Automated OS testing on physical laptops

Our journey towards automating OS tests on physical laptops started a few years ago with the idea of using Intel AMT to drive tests on physical machines. To start, I got an initial implementation working. In particular, VNC for input/output and power control worked. I tried to get a virtual CD working, but it turned out to be quite unstable. Worse — and more importantly — it was really just a CD, not a CD/DVD, which meant that the protocol couldn’t handle images larger than 2 GB. Some time later I abandoned this approach, for two related reasons:

  1. Many machines that we want Qubes OS to support intentionally do not have Intel AMT.
  2. The single AMT-enabled machine that I had been using to develop this feature broke.

If anyone would like to resume this work, this page includes a lot of useful info about Intel AMT on Linux.

Recently, I came back to the project with a new approach: to capture video from HDMI output and use an emulated USB keyboard and mouse for input. Then, I added power control to the mix, combined everything on a Raspberry Pi, and got a working prototype of an openQA worker that runs the tests on a physical machine, instead of a virtual one.

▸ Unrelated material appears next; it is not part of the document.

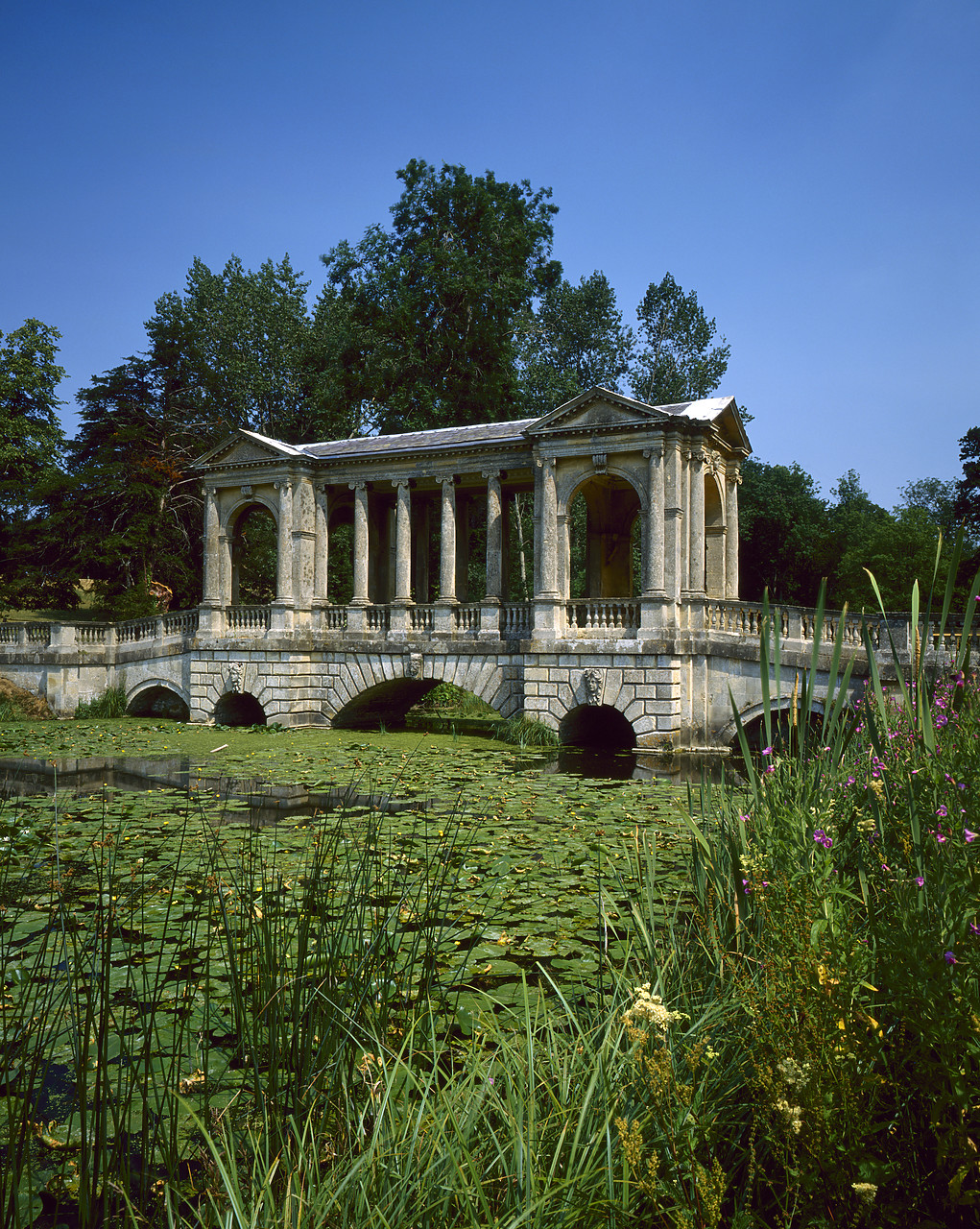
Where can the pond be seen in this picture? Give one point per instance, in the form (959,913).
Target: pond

The whole setup includes several devices:

  • One “central” Raspberry Pi that controls a power strip and serves boot files.
  • One Raspberry Pi per laptop that runs an openQA worker for that laptop. It emulates a USB device for that laptop and captures HDMI output from it.

All these elements are detailed below.

Base system

The goal was to run an openQA worker on a Raspberry Pi 4. Why a Raspberry Pi (RPi)?

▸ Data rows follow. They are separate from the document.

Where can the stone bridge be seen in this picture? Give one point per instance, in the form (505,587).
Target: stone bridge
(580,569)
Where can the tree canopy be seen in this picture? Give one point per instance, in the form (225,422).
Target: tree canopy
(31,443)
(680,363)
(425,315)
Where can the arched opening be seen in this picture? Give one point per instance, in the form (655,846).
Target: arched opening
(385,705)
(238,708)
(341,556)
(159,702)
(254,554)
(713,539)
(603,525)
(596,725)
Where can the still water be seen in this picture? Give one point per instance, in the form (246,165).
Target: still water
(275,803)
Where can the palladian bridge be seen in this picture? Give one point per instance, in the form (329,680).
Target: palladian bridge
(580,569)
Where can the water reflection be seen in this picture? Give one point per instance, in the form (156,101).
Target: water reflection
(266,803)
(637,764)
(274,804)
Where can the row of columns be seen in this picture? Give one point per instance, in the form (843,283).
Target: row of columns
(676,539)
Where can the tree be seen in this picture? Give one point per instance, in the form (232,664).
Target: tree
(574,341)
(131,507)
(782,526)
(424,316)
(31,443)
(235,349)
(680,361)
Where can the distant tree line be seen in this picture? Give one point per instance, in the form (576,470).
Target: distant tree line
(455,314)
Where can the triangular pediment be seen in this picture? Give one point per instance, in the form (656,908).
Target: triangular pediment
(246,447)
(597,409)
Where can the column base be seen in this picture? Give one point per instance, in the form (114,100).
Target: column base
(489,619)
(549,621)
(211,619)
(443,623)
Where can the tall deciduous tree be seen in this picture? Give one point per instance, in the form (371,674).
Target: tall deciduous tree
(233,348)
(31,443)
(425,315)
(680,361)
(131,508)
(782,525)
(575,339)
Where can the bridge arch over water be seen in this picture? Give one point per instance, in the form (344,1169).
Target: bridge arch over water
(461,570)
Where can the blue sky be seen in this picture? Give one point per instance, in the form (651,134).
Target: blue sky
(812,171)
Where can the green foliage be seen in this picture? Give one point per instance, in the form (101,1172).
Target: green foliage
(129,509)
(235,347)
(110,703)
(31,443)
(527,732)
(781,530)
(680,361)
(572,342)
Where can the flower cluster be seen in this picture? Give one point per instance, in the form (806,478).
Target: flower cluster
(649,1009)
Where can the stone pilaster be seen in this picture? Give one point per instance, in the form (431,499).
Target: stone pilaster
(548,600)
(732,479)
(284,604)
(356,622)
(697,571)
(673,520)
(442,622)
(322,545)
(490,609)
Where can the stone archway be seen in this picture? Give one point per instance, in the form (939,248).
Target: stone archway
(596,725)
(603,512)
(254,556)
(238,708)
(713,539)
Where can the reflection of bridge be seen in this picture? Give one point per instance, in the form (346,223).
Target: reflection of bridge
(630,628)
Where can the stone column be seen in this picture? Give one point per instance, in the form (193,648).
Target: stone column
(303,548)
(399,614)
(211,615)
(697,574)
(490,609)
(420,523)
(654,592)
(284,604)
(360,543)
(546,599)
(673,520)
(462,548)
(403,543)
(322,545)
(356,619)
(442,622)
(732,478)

  • Their USB controllers can play the role of a device, not just that of USB host.
  • They’re powerful enough to run the video processing required by openQA.
  • They’re (mostly) readily available and relatively cheap.

As a base system, I chose OpenSUSE, because that’s openQA’s native distribution. Getting OpenSUSE to work on an RPi was rather straightforward, but the choice did lead to a few issues discussed later in this article.

Power control

Power control was the first stage of this project. I thought it looked like the simplest part.

To reliably run unattended tests, I needed a way to interrupt a test when it went into some unrecoverable state (kernel panic, hard hang, etc.). With AMT, I had a built-in API for that, but now I needed something else. I chose a power strip that was remotely controlled via USB. Then, I removed the batteries from the laptops connected to the setup. This gave me a very reliable way to interrupt whatever was running on the machines by simply powering them down. But it turned out that powering them back on may not be that simple.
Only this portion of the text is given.